QCM-D measurements revealed that the lipid bilayer was successfully formed from the vesicles with a 50 : 50 molar ratio of DOPC : DOPS carrying 0.1 mM of gramicidin. After vesicle addition to the PEMs, the frequency displayed a characteristic jump, which is typical of a bilayer formation.²⁵ Following a rapid decrease in frequency after vesicle addition there was an increase in frequency upon rupture of the vesicles liberating the enclosed solution (Fig. 2). Stable values for the frequency were obtained after rinsing. Upon addition of PBS, no changes in frequency were observed. The vesicle assembly resulted in a total frequency shift of Δf = 37 Hz, which is compatible with bilayer formation as reported before. Dissipation followed a similar trend. It increased after the vesicles came into contact with the surface and decreased after the vesicles were ruptured and fused. However, the values of ΔD obtained were almost 3 times higher than the ones reported in our previous studies for the 50 : 50 DOPC : DOPS assembled vesicles.^23,26 In addition, when the vesicles were adsorbed on the PEM surface, dissipation increased drastically (ΔD = 8 × 10⁻⁶ dissipation units), indicating that the vesicles carrying GA have a more dissipative character, probably because the vesicles are more fluid as a consequence of the presence of GA or the presence of pores with water permeability. Upon rupture of the vesicles, the dissipation decreased to 3 × 10⁻⁶ dissipation units to increase afterwards progressively to 5 × 10⁻⁶ dissipation units. The changes in dissipation may hint at reorganization of GA in the lipid layers. Dissipation values were higher for the lipid bilayer with GA compared with the one without GA; however, the frequency changes following vesicle assembly were almost the same in both cases. This suggests that despite the bilayer being formed, the presence of gramicidin has an impact on its structure. Dissipation is higher probably because of the formation of pores by the presence GA, but these do not represent a major difference in the mass deposited on the PEMs.

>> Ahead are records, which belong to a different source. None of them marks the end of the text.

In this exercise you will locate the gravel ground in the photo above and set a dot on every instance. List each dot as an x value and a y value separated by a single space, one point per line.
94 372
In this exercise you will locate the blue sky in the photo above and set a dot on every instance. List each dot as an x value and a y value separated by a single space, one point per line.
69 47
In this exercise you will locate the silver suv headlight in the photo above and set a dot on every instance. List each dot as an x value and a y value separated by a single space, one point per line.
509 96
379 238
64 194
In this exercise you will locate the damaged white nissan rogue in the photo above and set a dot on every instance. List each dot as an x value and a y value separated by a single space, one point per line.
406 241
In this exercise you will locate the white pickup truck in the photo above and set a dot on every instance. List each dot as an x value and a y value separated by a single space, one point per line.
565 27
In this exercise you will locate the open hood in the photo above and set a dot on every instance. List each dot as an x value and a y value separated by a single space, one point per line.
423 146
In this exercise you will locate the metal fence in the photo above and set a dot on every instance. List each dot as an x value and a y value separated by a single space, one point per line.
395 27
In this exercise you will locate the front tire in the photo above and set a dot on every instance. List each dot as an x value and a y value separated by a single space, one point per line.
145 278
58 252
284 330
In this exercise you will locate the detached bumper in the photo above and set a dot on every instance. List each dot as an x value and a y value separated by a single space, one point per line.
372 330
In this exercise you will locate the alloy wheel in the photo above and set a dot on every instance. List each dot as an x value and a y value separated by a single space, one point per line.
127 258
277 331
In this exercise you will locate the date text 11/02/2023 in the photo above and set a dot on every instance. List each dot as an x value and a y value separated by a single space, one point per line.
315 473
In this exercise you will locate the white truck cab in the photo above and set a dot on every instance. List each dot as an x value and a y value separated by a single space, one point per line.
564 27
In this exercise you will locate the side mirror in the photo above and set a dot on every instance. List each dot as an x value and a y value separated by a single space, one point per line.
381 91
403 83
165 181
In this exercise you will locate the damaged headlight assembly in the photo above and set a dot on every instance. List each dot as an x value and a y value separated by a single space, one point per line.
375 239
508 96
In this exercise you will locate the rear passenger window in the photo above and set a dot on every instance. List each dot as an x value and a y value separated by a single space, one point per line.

Fig. 2 Changes in frequency (curve in blue) and dissipation (curve in red) of SiO₂-coated QCM-D crystals after assembly of 11 layers of PAH/PSS during the injection of 50 : 50 DOPC : DOPS vesicles carrying gramicidin 0.1 mM.

AFM measurements were conducted to visualize the changes in morphology in the lipid bilayer due to the presence of GA. As shown in our previous work,²³ a lipid bilayer formed from DOPC : DOPS (50 : 50) vesicles assembled on top of the PAH/PSS PEM displayed a flatter surface compared with the PAH/PSS PEM (Fig. 3). The grainy topography of the PEM is partially transferred to the lipid bilayer on top, as the lipid bilayer follows the features of the PEM. However, the continuity of the bilayer results in a flatter structure with less pronounced depths. The inner diameter of the channel pore of gramicidin as shown in the literature is of the order of ∼4 Å.¹³ Nevertheless this size could vary, depending on the environment, thus inner diameters of 12 Å have also been reported.²⁷ In addition, the pore channel filled with aqueous solution may vary from 3.4 up to 6.3 Å.²⁷ The outer diameter of the channel is about 30–35 Å.²⁷ As the maximum resolution of the AFM tip is 10 nm, the visualization of the pore by AFM is not possible. However, when 0.1 mM of GA was incorporated into the lipid bilayer, a significant change in the surface morphology was observed, as shown in Fig. 3 (DOPC:DOPS + GA). Domain structures appeared on the surface of the bilayer. These domains are small but uniform depressions of 72.39 ± 12.9 nm in diameter. This can be observed more clearly in the section profile shown in Fig. 4. The diameter (w) of the depressions was measured using a simple geometrical deconvolution because the widths of the depressions were increased in the AFM images due to tip-sample convolution.²⁸

w₀ − w = 2(2Rh + h2)^1/2

Where w₀ is the width observed in the AFM image, R is the apex radius (30 nm) and h is the depress height. The depressions appearing on the overall surface have been related to fractal GA aggregates as explained by M. Diociaiuti et al.²⁹ The formation of aggregates of pores has been proposed for GA. Sizes between 70 and 150 nm have been predicted for aggregates with 30 to 70 nm pores together. The size of the depressions that we observe is probably a combined result of pore aggregation and bending of the membrane at the pore site. The resolution of the AFM tip can result in errors of several nm for the diameter on each side of the pore at the bending sites, which may contribute to images that display pores whose size is larger than it is in reality.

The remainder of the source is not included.